Say what you will about George Lucas, but the man knows how to make money. Pictured above is a breakdown of the production budget for Star Wars: A New Hope, and as you can see it cost Fox and Lucas just $11 million to make back in 1977. When adjusting for inflation, the total cost to make the now legendary film today would be just $40 million. A stark contrast to movies like Avatar which cost $280 million to produce.
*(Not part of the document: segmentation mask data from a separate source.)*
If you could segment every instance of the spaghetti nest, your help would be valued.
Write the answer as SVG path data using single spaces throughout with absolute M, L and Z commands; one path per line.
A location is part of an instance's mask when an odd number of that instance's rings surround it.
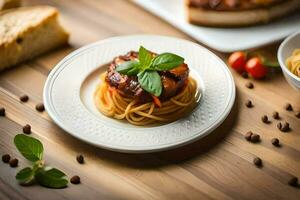
M 295 49 L 293 55 L 286 59 L 286 65 L 293 74 L 300 77 L 300 49 Z
M 94 93 L 94 102 L 100 112 L 115 119 L 126 119 L 134 125 L 166 123 L 174 121 L 196 105 L 199 97 L 197 83 L 188 79 L 186 87 L 176 96 L 157 107 L 154 102 L 138 103 L 133 98 L 122 96 L 105 81 L 99 84 Z

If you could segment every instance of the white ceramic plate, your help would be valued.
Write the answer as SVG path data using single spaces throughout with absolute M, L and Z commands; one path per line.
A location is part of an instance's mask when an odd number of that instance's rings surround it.
M 133 0 L 138 5 L 166 20 L 194 39 L 222 52 L 266 45 L 297 31 L 300 13 L 265 25 L 243 28 L 195 26 L 186 20 L 184 0 Z
M 165 125 L 139 127 L 98 112 L 93 93 L 105 64 L 140 45 L 185 58 L 202 93 L 190 115 Z M 233 78 L 220 58 L 195 43 L 154 35 L 115 37 L 82 47 L 57 64 L 44 87 L 46 110 L 61 128 L 95 146 L 127 153 L 171 149 L 207 135 L 224 121 L 234 99 Z

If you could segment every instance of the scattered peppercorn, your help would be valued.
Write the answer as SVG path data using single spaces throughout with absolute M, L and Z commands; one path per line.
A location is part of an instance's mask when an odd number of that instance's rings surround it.
M 246 83 L 246 87 L 249 89 L 252 89 L 252 88 L 254 88 L 254 85 L 253 85 L 253 83 L 248 82 L 248 83 Z
M 295 116 L 300 119 L 300 111 L 296 112 Z
M 253 163 L 254 165 L 256 165 L 257 167 L 261 167 L 262 166 L 262 160 L 259 157 L 255 157 L 253 159 Z
M 251 135 L 251 138 L 250 138 L 250 141 L 251 141 L 251 142 L 257 143 L 257 142 L 259 142 L 259 140 L 260 140 L 260 136 L 259 136 L 258 134 L 253 133 L 253 134 Z
M 70 179 L 70 182 L 73 183 L 73 184 L 79 184 L 80 183 L 80 177 L 79 176 L 73 176 Z
M 282 132 L 288 132 L 289 130 L 291 130 L 290 124 L 288 122 L 284 122 L 284 123 L 279 122 L 277 124 L 277 128 Z
M 282 127 L 281 127 L 281 131 L 282 132 L 288 132 L 290 130 L 290 124 L 288 122 L 284 122 Z
M 27 102 L 28 100 L 29 100 L 29 97 L 26 94 L 20 96 L 20 101 Z
M 273 118 L 274 118 L 274 119 L 280 119 L 279 113 L 278 113 L 277 111 L 274 111 L 274 112 L 273 112 Z
M 288 181 L 288 184 L 290 186 L 293 186 L 293 187 L 296 187 L 298 186 L 298 178 L 296 176 L 292 176 L 289 181 Z
M 77 160 L 78 163 L 83 164 L 84 163 L 83 155 L 77 155 L 76 160 Z
M 4 154 L 4 155 L 2 156 L 2 161 L 3 161 L 4 163 L 9 163 L 9 161 L 10 161 L 10 155 L 9 155 L 9 154 Z
M 279 147 L 279 139 L 278 138 L 272 138 L 271 143 L 275 146 L 275 147 Z
M 268 116 L 267 115 L 264 115 L 261 117 L 261 121 L 265 124 L 269 123 L 269 119 L 268 119 Z
M 281 122 L 279 122 L 279 123 L 277 124 L 277 128 L 278 128 L 279 130 L 281 130 L 281 128 L 282 128 Z
M 290 103 L 285 104 L 285 109 L 287 111 L 292 111 L 293 110 L 292 104 L 290 104 Z
M 252 107 L 253 107 L 252 101 L 250 101 L 250 100 L 247 100 L 245 105 L 246 105 L 248 108 L 252 108 Z
M 243 72 L 243 73 L 242 73 L 242 77 L 243 77 L 243 78 L 248 78 L 248 77 L 249 77 L 249 76 L 248 76 L 248 73 L 247 73 L 247 72 Z
M 16 159 L 16 158 L 14 158 L 14 159 L 12 159 L 12 160 L 9 161 L 9 165 L 10 165 L 11 167 L 17 167 L 17 166 L 18 166 L 18 163 L 19 163 L 19 161 L 18 161 L 18 159 Z
M 38 103 L 36 106 L 35 106 L 35 109 L 39 112 L 43 112 L 45 110 L 45 107 L 44 107 L 44 104 L 43 103 Z
M 23 133 L 30 134 L 31 133 L 31 126 L 29 124 L 26 124 L 23 126 Z
M 251 135 L 252 135 L 253 133 L 251 132 L 251 131 L 248 131 L 247 133 L 246 133 L 246 135 L 245 135 L 245 139 L 246 140 L 248 140 L 248 141 L 250 141 L 251 140 Z
M 5 116 L 5 108 L 0 107 L 0 116 L 4 117 Z

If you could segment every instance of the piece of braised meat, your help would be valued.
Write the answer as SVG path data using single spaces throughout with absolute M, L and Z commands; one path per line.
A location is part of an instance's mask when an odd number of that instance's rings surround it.
M 124 56 L 118 56 L 110 63 L 105 80 L 112 87 L 126 97 L 133 97 L 140 103 L 152 101 L 151 94 L 141 88 L 137 76 L 127 76 L 116 71 L 116 66 L 122 62 L 135 60 L 138 53 L 131 51 Z M 189 76 L 189 68 L 187 64 L 183 63 L 180 66 L 167 70 L 160 71 L 163 90 L 159 97 L 160 100 L 165 101 L 177 95 L 185 87 Z

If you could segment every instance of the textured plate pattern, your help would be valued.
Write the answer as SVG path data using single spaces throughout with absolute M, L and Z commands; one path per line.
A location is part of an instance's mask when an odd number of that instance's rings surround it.
M 140 45 L 155 52 L 183 56 L 202 90 L 193 113 L 170 124 L 136 127 L 90 112 L 80 97 L 81 85 L 99 66 Z M 92 96 L 90 97 L 92 98 Z M 235 98 L 226 65 L 207 49 L 181 39 L 163 36 L 125 36 L 103 40 L 73 52 L 49 75 L 44 88 L 46 109 L 64 130 L 86 142 L 122 152 L 150 152 L 174 148 L 205 136 L 228 115 Z

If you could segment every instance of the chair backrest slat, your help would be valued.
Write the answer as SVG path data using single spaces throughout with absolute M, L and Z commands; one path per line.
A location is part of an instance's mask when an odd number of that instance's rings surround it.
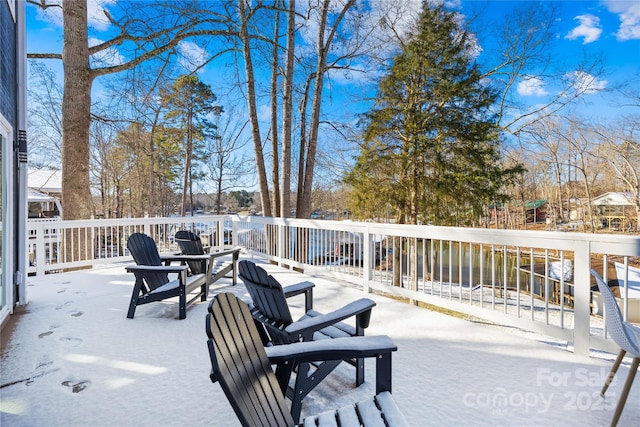
M 138 265 L 160 266 L 162 260 L 158 253 L 156 242 L 148 235 L 143 233 L 133 233 L 127 239 L 127 249 L 131 253 L 133 260 Z M 144 273 L 145 284 L 152 291 L 169 281 L 167 273 L 158 273 L 150 271 Z
M 282 285 L 250 260 L 240 261 L 238 267 L 255 307 L 278 327 L 285 328 L 293 323 Z
M 204 247 L 200 237 L 189 230 L 180 230 L 175 235 L 176 243 L 183 255 L 203 255 Z M 200 261 L 187 261 L 191 274 L 205 273 L 203 263 Z
M 243 426 L 294 425 L 247 305 L 231 293 L 209 305 L 211 363 Z

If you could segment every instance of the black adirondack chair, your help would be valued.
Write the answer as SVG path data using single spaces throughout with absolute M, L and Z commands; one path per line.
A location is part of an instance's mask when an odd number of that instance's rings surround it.
M 371 310 L 376 303 L 368 298 L 360 298 L 323 314 L 311 309 L 313 283 L 301 282 L 283 288 L 273 276 L 250 260 L 240 261 L 239 270 L 240 278 L 253 301 L 251 313 L 264 326 L 271 344 L 363 336 L 365 328 L 369 326 Z M 294 321 L 287 298 L 302 293 L 305 293 L 306 313 Z M 355 319 L 355 325 L 343 322 L 349 318 Z M 345 358 L 344 361 L 356 368 L 355 384 L 356 387 L 360 386 L 364 382 L 364 358 Z M 300 415 L 304 397 L 340 362 L 338 359 L 315 364 L 301 363 L 297 367 L 296 386 L 287 390 L 294 419 Z
M 206 301 L 209 293 L 209 281 L 206 273 L 188 275 L 184 263 L 199 263 L 205 272 L 209 257 L 207 255 L 166 255 L 160 256 L 155 241 L 143 233 L 133 233 L 127 240 L 127 248 L 136 265 L 127 266 L 127 271 L 136 278 L 131 294 L 127 317 L 132 319 L 136 307 L 150 302 L 178 297 L 178 316 L 186 319 L 187 307 L 196 302 Z M 182 265 L 171 265 L 179 262 Z M 169 274 L 177 273 L 177 279 L 171 280 Z M 198 290 L 194 293 L 194 290 Z
M 292 427 L 283 390 L 292 368 L 302 363 L 347 358 L 376 358 L 376 396 L 363 402 L 305 418 L 300 425 L 407 426 L 391 396 L 391 354 L 396 345 L 387 336 L 337 338 L 264 348 L 249 311 L 230 293 L 209 304 L 206 321 L 211 381 L 219 382 L 245 427 Z M 271 365 L 276 366 L 275 373 Z
M 200 237 L 189 230 L 178 231 L 175 235 L 175 241 L 183 255 L 209 255 L 208 264 L 204 266 L 198 260 L 187 261 L 192 274 L 206 273 L 209 284 L 211 284 L 231 273 L 233 284 L 236 284 L 240 248 L 212 252 L 209 246 L 202 245 Z

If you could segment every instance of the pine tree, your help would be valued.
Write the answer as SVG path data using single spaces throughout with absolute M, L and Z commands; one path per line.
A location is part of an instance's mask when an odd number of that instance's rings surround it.
M 520 171 L 500 165 L 496 92 L 482 80 L 472 34 L 458 22 L 425 3 L 417 30 L 380 81 L 346 178 L 360 208 L 386 205 L 399 223 L 461 225 L 501 198 Z
M 220 114 L 222 107 L 214 105 L 217 98 L 211 86 L 193 75 L 179 77 L 172 86 L 162 90 L 161 97 L 169 108 L 167 118 L 176 120 L 184 135 L 185 160 L 181 215 L 184 216 L 186 213 L 187 194 L 193 215 L 193 181 L 198 178 L 193 162 L 202 157 L 202 140 L 214 128 L 207 120 L 207 116 Z

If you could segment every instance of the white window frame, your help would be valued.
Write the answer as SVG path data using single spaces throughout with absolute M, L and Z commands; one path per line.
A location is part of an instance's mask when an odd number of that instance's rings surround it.
M 0 324 L 13 313 L 13 251 L 14 246 L 13 206 L 9 199 L 13 197 L 13 127 L 0 114 L 0 135 L 2 135 L 2 306 L 0 306 Z

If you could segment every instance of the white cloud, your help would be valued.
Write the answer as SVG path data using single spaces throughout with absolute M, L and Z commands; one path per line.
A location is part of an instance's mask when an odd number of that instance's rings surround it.
M 544 89 L 544 82 L 538 77 L 525 77 L 518 83 L 518 94 L 521 96 L 544 96 L 548 93 Z
M 104 40 L 97 39 L 95 37 L 89 37 L 89 47 L 97 46 L 103 43 Z M 92 65 L 101 67 L 110 67 L 114 65 L 124 64 L 124 56 L 120 54 L 115 47 L 109 47 L 91 55 Z
M 88 0 L 87 1 L 87 20 L 89 26 L 98 31 L 104 31 L 111 25 L 104 10 L 107 6 L 115 4 L 116 0 Z
M 87 0 L 87 23 L 90 27 L 98 30 L 105 31 L 111 25 L 104 14 L 104 10 L 107 6 L 113 5 L 117 0 Z M 49 0 L 47 4 L 62 4 L 63 0 Z M 39 20 L 48 22 L 57 27 L 63 26 L 62 21 L 62 8 L 49 7 L 42 9 L 36 7 L 36 15 Z
M 606 80 L 599 80 L 584 71 L 573 71 L 568 73 L 567 77 L 573 81 L 573 87 L 576 91 L 585 94 L 600 92 L 606 89 L 608 84 Z
M 594 15 L 578 15 L 574 19 L 580 21 L 580 25 L 571 30 L 565 36 L 566 39 L 575 40 L 578 37 L 584 37 L 582 44 L 587 44 L 600 38 L 600 34 L 602 34 L 600 18 Z
M 182 41 L 178 43 L 178 52 L 180 52 L 178 63 L 191 72 L 198 69 L 210 58 L 206 49 L 203 49 L 190 41 Z M 199 71 L 203 71 L 203 69 L 200 68 Z
M 616 33 L 618 40 L 640 40 L 640 3 L 608 0 L 606 5 L 610 12 L 620 18 Z
M 271 124 L 271 106 L 262 104 L 258 107 L 258 120 L 262 123 Z
M 52 0 L 48 4 L 62 5 L 62 0 Z M 47 9 L 36 7 L 36 16 L 39 21 L 62 27 L 62 9 L 59 7 L 49 7 Z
When looking at the budget, it’s not surprising to see that Sir Alec Guinness received a large share of the film’s revenues for his role as Obi-Wan Kenobi. Guinness was already an established actor with a strong resume behind him. What does raise an eyebrow however is the amount of cash that Harrison Ford garnered for portraying Han Solo. Ford received $1 million… more than what Mark Hamill and Carrie Fisher combined. It’s an interesting factoid since it can be argued that both Hamill and Fisher had bigger roles. While Ford had starred in films like American Graffiti and Apocalypse Now, he certainly wasn’t a big name in Hollywood. Perhaps his relationship with Lucas made the difference for him.
Also of note is the fact that Lucas got John Williams to compose the soundtrack of the movie for just $100,000. This has to be considered a steal, even back in the 70′s. The score that Williams created is without question one of the most recognizable pieces of music out there. Even 40 years later, children can identify when Darth Vader is about to come into a scene just by hearing it.
Finally, when adjusting the $775,398,007 A New Hope made in both domestic and international releases for inflation, the film has raked in $3,082,922,515 in revenue. Subtracting the $40 million in adjusted production costs, this leaves a tidy profit of $3,042,922,515. That amount tops the $2,782,275,172 that Avatar brought in after spending its $280 million budget (those numbers aren’t adjusted, but they’re quite close to today). Perhaps James Cameron should take Lucas out to lunch to talk about how to make a blockbuster without breaking the bank.